The themes of each day were a joy to reflect, pray and share together. The first day, Monsignor Brennan, Monsignor Morrissey and I were brought to a Church served by the Capuchin Fathers. There were 200-300 young people including those from the Philippines, India, England, even Portugal and Finland. First there was a warm-up with music, reflections, witness and prayer. Then came the bishop’s catechesis, followed by a question and answer period, and the four-hour session then ended with Mass. During the day until Mass began there were priests hearing confessions.
The first day’s theme was “Firm in the Faith.” We could reflect together on belief in God in our world today, the challenges to faith, and the meaning of living life as a faith-filled Catholic in contemporary society. The questions and the insights of the young people were truly insightful and inspiring.
It was equally so the second day when the theme was “Established in Jesus Christ” and there were about one thousand at the parish Church of the Trinitarians, St. John of Mata. A group founded in India, “Jesus Youth,” animated the day. The leader of song was exceptional. Where did he live? Oceanside! A Syro-Malabar Catholic, he sometimes prays at the Cathedral of St. Agnes. The third day’s theme, “Witness to the World,” brought together youth from many different countries but there were more Americans in this group of five hundred than the previous day. What a joy it was to have pilgrims from Valley Stream, Franklin Square and Hampton Bays. It touched me deeply to see Father Robert Ketcham, Father Johnny Mendonca, Father Ed Sheridan and Father Greg Rannazzisi hearing confessions with Monsignor Brennan and Monsignor Morrissey.

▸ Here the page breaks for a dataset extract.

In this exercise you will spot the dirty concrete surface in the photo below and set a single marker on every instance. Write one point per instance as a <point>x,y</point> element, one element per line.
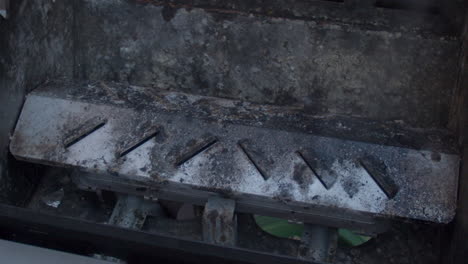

Catholics have a long tradition of living deeply and dedicating themselves totally to the mysteries of Our Lord’s death and resurrection. The Via Crucis, or Stations of the Cross, were presented for our prayer and meditation with some of the most overwhelming pieces of religious art imaginable. The Cardinal of Madrid borrowed the most beautiful and moving imagery available from dioceses throughout Spain. The meditations were written by the Sisters of the Cross, a congregation of consecrated women who dedicate their lives to living with and ministering to the poorest of the poor.
Saturday is the day of anticipation. After Mass, the young pilgrims put their basic necessities together and empty Madrid walking to the Cuatro Vientos, the place for the Saturday night vigil with the Holy Father in prayer and adoration before the Blessed Sacrament. In the years that I have participated, some rainfall always seems to appear, expected or not. The rain came down Saturday night. But I suspect that many of the pilgrims enjoyed it as refreshment after the long walk from Madrid.
Sunday morning was brilliant as more than one million young people, some 300-400 from our diocese, sang and danced prior to the arrival of Pope Benedict for the closing Mass. One thing always touches me at these events. Young folk can be laughing and dancing, praying and singing, enjoying friendships, new and long-standing. Once Mass begins, they are quiet, attentive, prayerful and totally focused on the Holy Sacrifice of the Mass.
On our diocesan website we will have the major addresses of the Holy Father to the young people there and to all the youth of the world. In the closing homily he spoke of his joy in being with them. “I think of the special love with which Jesus is looking upon you. Yes, the Lord loves you and calls you His friends.” “Faith is more than just experiential or historical fact; it is the ability to grasp the mystery of Christ’s person in all its depth. … Faith is a gift from God. ... Faith entails a personal relationship with Christ, a surrender of our whole person to God’s self revelation. ... Faith must become constantly stronger and more mature to the extent that it leads to a closer and more intense relationship with Jesus …”
“Growing in friendship with Christ necessarily means recognizing the importance of joyful participation in your parishes, communities and movements, as well as celebration of Sunday Mass. … Friendship with Jesus will lead you to bear witness to the Faith!”